The of President Donald Trump’s stated goals for his first 100 days is to roll back much of the legislation passed by the Obama administration. And not surprisingly, one of the first targets is the Dodd-Frank financial reform legislation that was passed in the wake of the 2008 financial crisis and Great Recession. The objective of Dodd-Frank was to make the financial system safer, in part by putting something of a wall between risky trading and plain vanilla commercial bank lending (via the Volcker Rule). Separately, the administration also passed a rule requiring financial advisors to actually make investments that are in the best interests of their clients, rather than simply selling products with the highest fees (the fiduciary rule).
The Trump administration is now trying to turn back both provisions. What effect will this have on the financial system itself?
Let’s start with Dodd Frank and the Volcker Rule. Many critics (and there are plenty, both on the Democratic and Republican sides of the aisle) will correctly point out that merely separating trading and lending wouldn’t have prevented things like the collapse of AIG, not to mention past financial crises like the savings and loans crisis of the 1980s. It’s also true that many of the largest US financial institutions have actually started to do less trading not because of the Volcker Rule, but because new Federal Reserve rules require them to hold more cash and cash equivalents, which makes it tougher for them to take the sort of risks required to do risky trading.
Yet while the TBTF banks have actually done plenty of deleveraging of their own accord, there’s a greater principal at stake here — the mission and purpose of the financial system in general. As I write in my book, Makers and Takers: The Rise of Finance and the Fall of American Business, the rise of things like proprietary trading is part of a larger rise of finance relative to business from the 1980s onwards. Finance today represents seven percent of the US economy, yet creates only four percent of jobs, and takes a whopping 25% of corporate profits. Capital requirements, while higher than they were prior to 2008, are still relatively low — banks regularly conduct daily business with over 90% borrowed money, something which creates fundamental instability in the system.

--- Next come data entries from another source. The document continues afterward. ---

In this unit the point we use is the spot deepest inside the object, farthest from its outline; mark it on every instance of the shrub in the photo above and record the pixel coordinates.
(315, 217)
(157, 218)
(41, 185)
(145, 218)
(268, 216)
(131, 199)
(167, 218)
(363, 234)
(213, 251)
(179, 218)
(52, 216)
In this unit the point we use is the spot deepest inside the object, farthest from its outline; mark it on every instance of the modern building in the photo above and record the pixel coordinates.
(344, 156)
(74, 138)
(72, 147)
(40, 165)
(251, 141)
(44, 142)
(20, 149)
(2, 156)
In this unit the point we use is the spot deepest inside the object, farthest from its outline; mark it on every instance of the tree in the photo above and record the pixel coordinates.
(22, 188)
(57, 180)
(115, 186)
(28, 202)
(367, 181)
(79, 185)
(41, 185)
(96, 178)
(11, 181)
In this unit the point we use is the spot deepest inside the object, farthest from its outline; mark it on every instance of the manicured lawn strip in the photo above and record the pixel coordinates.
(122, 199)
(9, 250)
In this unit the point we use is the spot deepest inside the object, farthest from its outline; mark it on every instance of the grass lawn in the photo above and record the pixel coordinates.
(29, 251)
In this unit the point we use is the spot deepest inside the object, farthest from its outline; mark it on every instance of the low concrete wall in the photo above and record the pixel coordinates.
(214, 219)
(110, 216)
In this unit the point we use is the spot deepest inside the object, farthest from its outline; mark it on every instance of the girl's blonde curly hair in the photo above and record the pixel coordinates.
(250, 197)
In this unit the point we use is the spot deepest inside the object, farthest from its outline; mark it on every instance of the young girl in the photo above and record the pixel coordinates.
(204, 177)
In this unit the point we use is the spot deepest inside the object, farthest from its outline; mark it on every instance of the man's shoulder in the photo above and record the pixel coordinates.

Turning back the Volcker Rule would send a message to the industry that nothing fundamentally needs to change in the financial system — that it can continue serving mainly itself, rather than business as a whole. Today, only about 15% of the financial flows out of the big US financial institutions go into business investment, as opposed to the 1970s, when the majority of financial flows would have gone into business investment — the rest goes into the buying and selling of existing assets. That shift has coincided with a decline in start-ups per capita, lower R&D spending on the part of businesses, and a general decrease in the sort of entrepreneurial zeal that creates real economic growth, rather than the false, financialized kind.

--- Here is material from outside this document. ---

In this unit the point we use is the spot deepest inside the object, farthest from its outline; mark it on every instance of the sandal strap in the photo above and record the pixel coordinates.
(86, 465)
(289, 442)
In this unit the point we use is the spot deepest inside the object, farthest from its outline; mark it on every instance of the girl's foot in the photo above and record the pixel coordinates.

As for the fiduciary rule, it’s hard to think of any legitimate reason why financial advisors shouldn’t be legally required to look after the best interests of their clients. As I write in my book, the asset management industry is not only the fastest growing but also one of the most problematic parts of the financial sector — only a handful of actively managed mutual funds outperform the market, and yet millions of Americans are invested in poorly performing, high fee funds that eat up anywhere from 30% to 60% of their retirement savings by some estimates.
In recent years, the discussion around fiduciary duty has led to greater awareness of this problem on the part of investors, and that’s why you are seeing more and more people putting their money — rightly so — into market tracking, no or low fee index funds, rather than paying money managers huge fees for under-performing the market. Turning back the legal requirement for managers to tell investors the truth would be a boon for Wall Street, and a terrible disservice to Main Street. It would also say quite a lot about where the Trump Administration’s priorities — and loyalties — lie.